Studies have found that vehicles displaying the decal are involved in 22% fewer accidents and result in a 52% reduction in accident-related costs.

Some insurance companies offer discounts to fleets that display the decal.

Other countries are starting to experiment with similar programs, such as Germany.

===Effects of complaints===
When a complaint is made, the receptionist who fields the complaint will generally ask for basic information regarding the vehicle and incident, such as the vehicle's description (e.g. a white van), the location of the incident, and the weather of the day.

Truck companies use the reports to spot problem drivers.

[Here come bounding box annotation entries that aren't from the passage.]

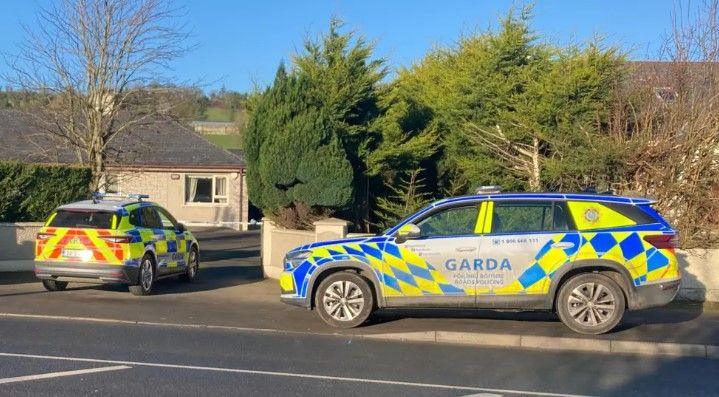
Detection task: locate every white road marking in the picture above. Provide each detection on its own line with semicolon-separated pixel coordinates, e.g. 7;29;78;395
0;365;132;385
0;353;589;397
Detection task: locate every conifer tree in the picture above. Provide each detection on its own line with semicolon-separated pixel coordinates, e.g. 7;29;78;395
244;65;353;228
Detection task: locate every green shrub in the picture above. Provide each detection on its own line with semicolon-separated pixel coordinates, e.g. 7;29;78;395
0;162;92;222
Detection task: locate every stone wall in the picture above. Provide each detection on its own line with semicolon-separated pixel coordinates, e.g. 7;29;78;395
0;222;43;272
111;170;249;230
262;218;348;278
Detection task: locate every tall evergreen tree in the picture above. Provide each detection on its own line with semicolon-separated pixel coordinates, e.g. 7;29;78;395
294;19;387;230
243;65;353;227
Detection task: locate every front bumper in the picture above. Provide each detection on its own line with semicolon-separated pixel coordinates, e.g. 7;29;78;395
629;279;682;310
35;262;138;284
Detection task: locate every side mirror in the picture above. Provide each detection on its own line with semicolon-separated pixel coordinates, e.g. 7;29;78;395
395;223;422;243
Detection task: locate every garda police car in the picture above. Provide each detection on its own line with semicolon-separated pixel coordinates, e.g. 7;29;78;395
35;194;200;295
280;189;680;334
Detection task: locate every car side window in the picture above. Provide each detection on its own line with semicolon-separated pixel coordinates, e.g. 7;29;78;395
141;206;162;229
553;202;569;231
417;205;479;237
129;208;142;227
492;201;566;233
155;207;177;230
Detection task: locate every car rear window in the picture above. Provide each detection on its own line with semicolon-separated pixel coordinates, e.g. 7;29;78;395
48;210;115;229
604;203;658;225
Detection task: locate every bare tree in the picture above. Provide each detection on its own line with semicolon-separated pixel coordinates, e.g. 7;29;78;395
9;0;189;189
467;123;542;192
613;0;719;247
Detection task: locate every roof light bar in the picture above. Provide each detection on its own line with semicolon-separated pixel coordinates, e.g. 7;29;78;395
477;185;502;194
92;192;150;204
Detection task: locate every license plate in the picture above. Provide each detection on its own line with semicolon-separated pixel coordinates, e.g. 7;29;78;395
62;250;92;259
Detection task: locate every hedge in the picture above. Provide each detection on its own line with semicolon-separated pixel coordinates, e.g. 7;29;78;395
0;162;92;222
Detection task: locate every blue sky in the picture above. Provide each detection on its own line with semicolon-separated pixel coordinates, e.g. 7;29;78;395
0;0;673;91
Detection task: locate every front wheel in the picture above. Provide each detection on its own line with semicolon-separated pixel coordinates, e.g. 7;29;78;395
42;280;67;291
315;272;374;328
129;255;155;296
557;273;626;335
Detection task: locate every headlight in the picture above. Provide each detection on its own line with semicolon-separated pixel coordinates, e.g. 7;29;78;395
285;251;312;270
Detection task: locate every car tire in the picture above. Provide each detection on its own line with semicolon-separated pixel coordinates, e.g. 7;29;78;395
556;273;626;335
129;255;156;296
42;280;67;291
180;247;200;283
315;271;374;328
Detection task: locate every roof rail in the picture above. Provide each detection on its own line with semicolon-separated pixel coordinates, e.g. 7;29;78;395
92;192;150;204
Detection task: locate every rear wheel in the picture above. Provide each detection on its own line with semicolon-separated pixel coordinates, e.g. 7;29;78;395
315;272;374;328
42;280;67;291
557;273;626;335
180;247;200;283
129;255;155;296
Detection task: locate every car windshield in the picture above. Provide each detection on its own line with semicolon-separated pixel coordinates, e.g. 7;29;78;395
380;204;433;236
48;210;115;229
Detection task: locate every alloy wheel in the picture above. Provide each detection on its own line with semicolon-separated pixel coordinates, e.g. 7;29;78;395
322;280;365;321
140;259;153;291
567;282;616;327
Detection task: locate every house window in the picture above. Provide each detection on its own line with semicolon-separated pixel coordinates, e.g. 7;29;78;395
185;175;227;204
104;174;120;193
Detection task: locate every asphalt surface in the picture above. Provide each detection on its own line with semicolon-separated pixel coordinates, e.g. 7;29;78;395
0;230;719;396
0;229;719;345
0;319;719;397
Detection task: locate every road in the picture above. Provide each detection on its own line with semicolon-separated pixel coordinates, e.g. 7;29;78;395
0;230;719;397
0;319;719;397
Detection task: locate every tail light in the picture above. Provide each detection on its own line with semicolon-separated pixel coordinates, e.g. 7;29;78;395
36;232;55;241
100;236;132;244
644;234;679;249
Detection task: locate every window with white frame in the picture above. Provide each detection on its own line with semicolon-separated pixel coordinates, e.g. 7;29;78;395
103;173;120;193
185;175;228;204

Complaints received by motorists may or may not affect the employment status of the operator of the vehicle. In the worst cases, complaints may result in a reprimand against the operator and possibly termination.

==Parodies==
Popular parodies of the signs have been created, typically in the form of bumper stickers which provide a fictitious toll-free phoneword that spells out a profanity. In 1987, a truck driver from Cottondale, Alabama, was prosecuted under state obscenity laws for a sticker which read "How's My Driving? Call 1-800-EAT-SHIT". In the case of Baker v. Glover, Judge Myron H. Thompson of the United States District Court for the Middle District of Alabama ruled that the driver's sticker was a protected form of speech under the First Amendment. Thompson wrote in his ruling that the parody sticker "has serious political value as a protest against the 'Big Brother' mentality promoted by such other bumper stickers that urge the public to report the indiscretions of truck drivers."